RiverLink volunteers remove Kudzu at Azalea Park

A collective of local environmental organizations, WNC for the Planet, has united again this year to celebrate Earth Month in April. The partnership includes Asheville GreenWorks, Bee City USA, Blue Ridge Forever, Conserving Carolina, Friends of Great Smoky Mountains National Park, MountainTrue, Riverlink and Southern Appalachian Highlands Conservancy. Throughout the month, WNC for the Planet will host environmental service, education opportunities and community events across Western North Carolina, all listed at an online community calendar. “In the past, a volunteer would have to visit each different nonprofit’s website to explore if, where and when they could get

involved,” says Michael Craft, New Belgium employee- owner and Asheville community ambassador. “We really

had a lot of momentum towards the end of last April around the project and we anticipate that continuing. Our attitude is ‘the more the merrier’: if you have the time to volunteer, we’ve got projects for you.” Some highlights for this year include the Haywood Road Clean-up on Sunday, March 31. The event will start at 10 a.m. at Zia Taqueria and end at New Belgium, where the collective is hosting the WNC for the Planet Launch Party until 2 p.m. There will also be opportunities to view the No Man’s Land adventure film festival at locations in Brevard, Boone and Asheville throughout the month. On Saturday, April 20, there will be an Earth

Day Kid’s Festival at the Salvage Station during which many environmental organizations will host educational activities and crafts.

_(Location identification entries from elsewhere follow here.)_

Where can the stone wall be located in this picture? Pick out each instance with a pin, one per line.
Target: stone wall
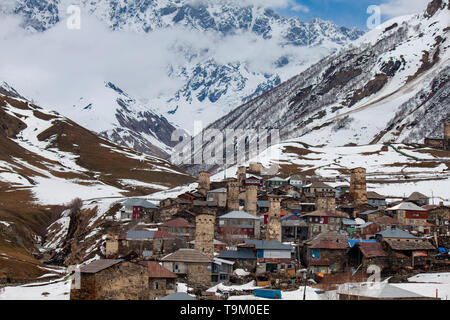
(274, 220)
(251, 197)
(123, 281)
(358, 190)
(233, 195)
(204, 234)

While the WNC for the Planet collective has made it easier for those in the community to find volunteer opportunities, it has also provided an important network for existing nonprofits. “WNC for the Planet has brought the environmentally focused nonprofits together,” says Anna Zanetti, North Carolina director for Friends of the Smokies. “There are so many organizations working on so many great projects here in Western North Carolina, it’s great to see how missions, projects and enthusiasm are shared.” Last year, more than 1,300 volunteer hours were provided in 56 different service projects with 23 local nonprofit partners. “Those are tough numbers to compete with, but I’m confident we’ll blow those numbers out of the water this year,” says Justin Young, program manager at RiverLink. “Furthermore, we’d like to see people engage with their environment in whatever way feels comfortable to them. For nature newbies, that might be an educational event to learn about our local waterways. For the eco- experts, maybe they help build a trail on public lands. We want Earth Month to facilitate a connection with nature no matter what your past experience is with it.”